Effectiveness of botulinum toxin type A for the treatment of chronic masticatory myofascial pain: A case series

Jason S. Baker, Patrick J. Nolan

Research output: Contribution to journalArticle

4 Scopus citations


Background The aim of this study is to evaluate the effectiveness of botulinum toxin type A (BTX-A) for the treatment of chronic masticatory myofascial pain (MMP) over 12 months and to test a standardized protocol. Methods This is a prospective case series of consecutive adult patients with chronic MMP treated with injection of BTX-A into the bilateral temporalis and masseter muscles. The authors used the same anatomic landmarks and dosage and followed each patient for 12 months.

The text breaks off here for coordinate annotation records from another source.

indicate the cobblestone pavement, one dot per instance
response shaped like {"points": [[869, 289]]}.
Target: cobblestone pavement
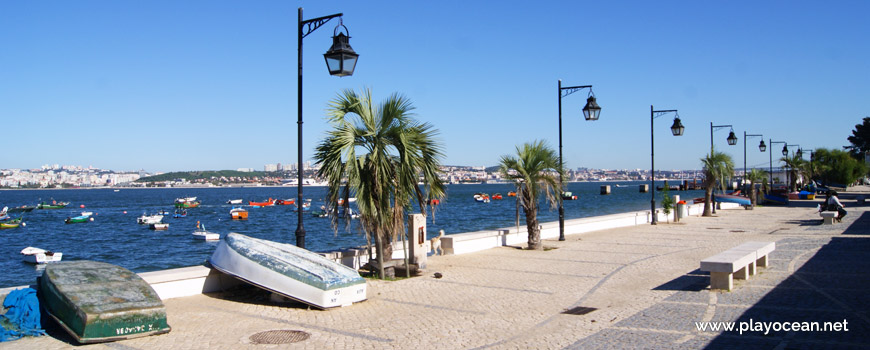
{"points": [[643, 283]]}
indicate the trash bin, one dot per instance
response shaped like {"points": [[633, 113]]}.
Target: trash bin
{"points": [[682, 210]]}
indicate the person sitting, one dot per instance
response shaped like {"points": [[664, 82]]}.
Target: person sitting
{"points": [[832, 203]]}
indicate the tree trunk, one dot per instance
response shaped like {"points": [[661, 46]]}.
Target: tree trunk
{"points": [[708, 199], [752, 196], [533, 229], [380, 255]]}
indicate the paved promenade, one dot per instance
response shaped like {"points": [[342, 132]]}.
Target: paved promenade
{"points": [[643, 283]]}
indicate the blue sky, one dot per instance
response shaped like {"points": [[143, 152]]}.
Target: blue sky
{"points": [[197, 85]]}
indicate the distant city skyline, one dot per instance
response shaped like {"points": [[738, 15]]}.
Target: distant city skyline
{"points": [[195, 85]]}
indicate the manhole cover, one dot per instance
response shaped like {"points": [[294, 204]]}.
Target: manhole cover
{"points": [[580, 310], [281, 336]]}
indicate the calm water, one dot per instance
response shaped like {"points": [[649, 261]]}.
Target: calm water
{"points": [[116, 238]]}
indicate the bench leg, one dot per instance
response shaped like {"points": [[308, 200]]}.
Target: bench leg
{"points": [[742, 274], [721, 280], [762, 261]]}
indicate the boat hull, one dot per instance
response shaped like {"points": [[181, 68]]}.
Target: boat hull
{"points": [[289, 271], [774, 199], [727, 198], [99, 302]]}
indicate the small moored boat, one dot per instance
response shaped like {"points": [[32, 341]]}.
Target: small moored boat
{"points": [[35, 255], [149, 219], [290, 271], [13, 223], [52, 205], [267, 203], [85, 217], [22, 209], [239, 213], [204, 235], [186, 202], [99, 302]]}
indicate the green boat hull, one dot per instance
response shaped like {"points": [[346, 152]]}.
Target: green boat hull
{"points": [[99, 302]]}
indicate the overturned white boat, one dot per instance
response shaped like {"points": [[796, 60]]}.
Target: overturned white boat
{"points": [[35, 255], [290, 271]]}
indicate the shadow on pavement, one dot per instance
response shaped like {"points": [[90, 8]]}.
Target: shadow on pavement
{"points": [[861, 225], [832, 286], [694, 281]]}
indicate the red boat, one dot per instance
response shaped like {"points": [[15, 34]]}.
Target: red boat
{"points": [[269, 202]]}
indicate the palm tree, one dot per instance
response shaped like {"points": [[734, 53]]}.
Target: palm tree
{"points": [[535, 171], [796, 167], [381, 153], [755, 176], [718, 166]]}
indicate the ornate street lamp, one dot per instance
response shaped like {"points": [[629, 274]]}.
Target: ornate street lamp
{"points": [[591, 112], [732, 138], [770, 154], [677, 129], [761, 147], [341, 61]]}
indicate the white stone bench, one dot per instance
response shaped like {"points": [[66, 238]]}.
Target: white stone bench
{"points": [[828, 217], [739, 262]]}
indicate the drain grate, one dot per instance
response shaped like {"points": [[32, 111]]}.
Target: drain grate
{"points": [[580, 310], [281, 336]]}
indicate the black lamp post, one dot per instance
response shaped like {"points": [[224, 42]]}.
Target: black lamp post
{"points": [[732, 138], [591, 112], [770, 154], [785, 154], [340, 60], [677, 129], [761, 147]]}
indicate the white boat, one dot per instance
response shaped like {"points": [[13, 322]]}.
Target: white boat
{"points": [[159, 226], [290, 271], [149, 219], [204, 235], [35, 255]]}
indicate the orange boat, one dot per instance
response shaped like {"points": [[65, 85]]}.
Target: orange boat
{"points": [[239, 213], [269, 202]]}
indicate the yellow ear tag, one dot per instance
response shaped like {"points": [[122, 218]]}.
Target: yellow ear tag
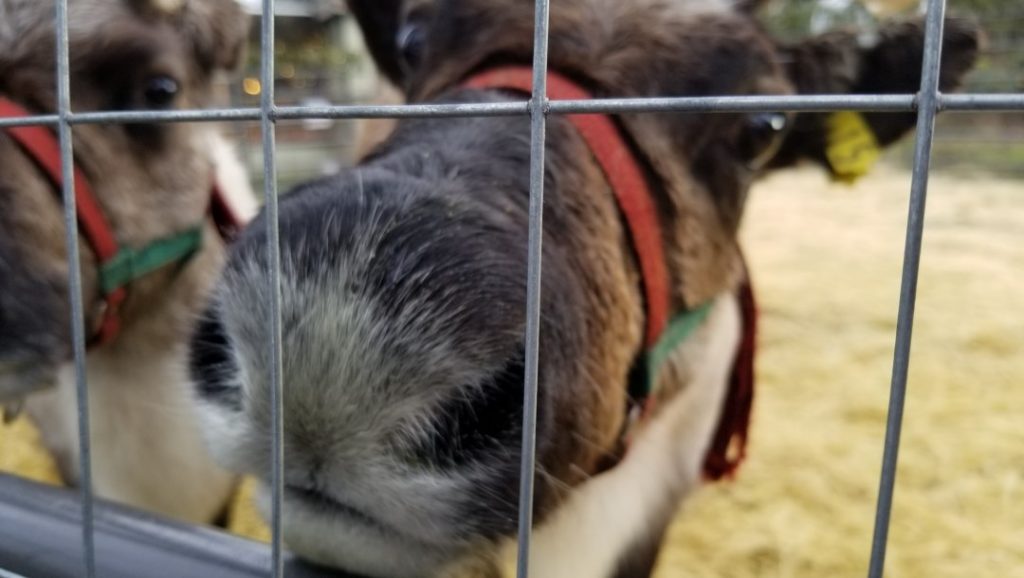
{"points": [[850, 146]]}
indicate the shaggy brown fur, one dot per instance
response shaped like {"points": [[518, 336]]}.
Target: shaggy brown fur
{"points": [[403, 288], [152, 181]]}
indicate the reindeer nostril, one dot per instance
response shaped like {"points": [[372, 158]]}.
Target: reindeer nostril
{"points": [[477, 420]]}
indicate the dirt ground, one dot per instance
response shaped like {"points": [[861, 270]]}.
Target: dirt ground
{"points": [[825, 259]]}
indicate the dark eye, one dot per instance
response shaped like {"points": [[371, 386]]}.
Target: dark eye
{"points": [[761, 137], [412, 39], [160, 91]]}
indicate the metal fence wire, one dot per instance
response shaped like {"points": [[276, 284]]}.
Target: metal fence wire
{"points": [[927, 102]]}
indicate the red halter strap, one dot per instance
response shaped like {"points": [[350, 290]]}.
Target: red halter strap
{"points": [[624, 175], [637, 205], [43, 147], [118, 265]]}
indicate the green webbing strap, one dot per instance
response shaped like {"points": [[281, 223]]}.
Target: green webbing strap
{"points": [[130, 264], [679, 329]]}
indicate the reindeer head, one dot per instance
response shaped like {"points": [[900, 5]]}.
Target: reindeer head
{"points": [[404, 280], [152, 180]]}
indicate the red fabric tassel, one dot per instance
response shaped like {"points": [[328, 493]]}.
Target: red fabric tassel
{"points": [[728, 448]]}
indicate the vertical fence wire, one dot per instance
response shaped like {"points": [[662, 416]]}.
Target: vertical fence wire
{"points": [[75, 284], [928, 101], [268, 136], [539, 112]]}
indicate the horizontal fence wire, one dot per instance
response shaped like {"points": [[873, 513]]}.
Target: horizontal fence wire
{"points": [[796, 104], [928, 108], [75, 285]]}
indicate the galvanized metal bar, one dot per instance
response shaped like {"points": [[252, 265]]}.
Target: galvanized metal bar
{"points": [[927, 110], [75, 285], [807, 104], [982, 102], [268, 135], [538, 137], [40, 537], [796, 102]]}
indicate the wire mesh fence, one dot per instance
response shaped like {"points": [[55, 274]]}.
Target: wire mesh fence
{"points": [[926, 104]]}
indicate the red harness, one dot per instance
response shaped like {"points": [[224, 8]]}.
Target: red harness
{"points": [[637, 205], [118, 265]]}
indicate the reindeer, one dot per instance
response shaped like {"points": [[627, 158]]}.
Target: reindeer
{"points": [[150, 248], [404, 285]]}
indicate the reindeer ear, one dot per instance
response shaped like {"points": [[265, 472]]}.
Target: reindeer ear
{"points": [[380, 22], [842, 63], [218, 30]]}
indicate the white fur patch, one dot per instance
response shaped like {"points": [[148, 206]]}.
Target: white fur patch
{"points": [[146, 447], [589, 534]]}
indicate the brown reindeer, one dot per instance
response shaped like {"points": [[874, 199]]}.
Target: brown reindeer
{"points": [[154, 186], [403, 288]]}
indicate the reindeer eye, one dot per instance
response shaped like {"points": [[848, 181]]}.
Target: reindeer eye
{"points": [[761, 137], [160, 91], [412, 39]]}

The primary outcome variables were reduction in pain measured with visual analog scale (VAS) and Physician Global Assessment (PGA). Secondary outcome variables were change in maximum pain-free opening, change in palpatory pain points in the face and oral cavity, and change in results from a questionnaire measuring disability, dysfunction, and psychosocial effects of the disease. Results The authors included 15 women and 4 men (mean [standard deviation] age, 32.7 [6.9] years) in the study. Pain decreased significantly as measured with the VAS (P <.0001) and PGA (P <.0001). Maximum pain-free opening increased significantly (P =.010), but maximum voluntary opening did not change significantly (P =.837). The number of palpatory pain points (P <.0001) and the symptom questionnaire score decreased over time (P <.0001). Conclusions The results of this case series suggest that injecting BTX-A into the bilateral temporalis and masseter muscles may be a safe and effective treatment for chronic MMP. Practical Implications Controlled clinical trials are needed to confirm whether administration of BTX-A is effective in treating facial pain.

Original languageEnglish (US)
Pages (from-to)33-39
Number of pages7
JournalJournal of the American Dental Association
Issue number1
Publication statusPublished - Jan 1 2017



  • botulinum toxin
  • clinical protocols
  • myalgia
  • Myofascial pain
  • orofacial
  • pain

ASJC Scopus subject areas

  • Dentistry(all)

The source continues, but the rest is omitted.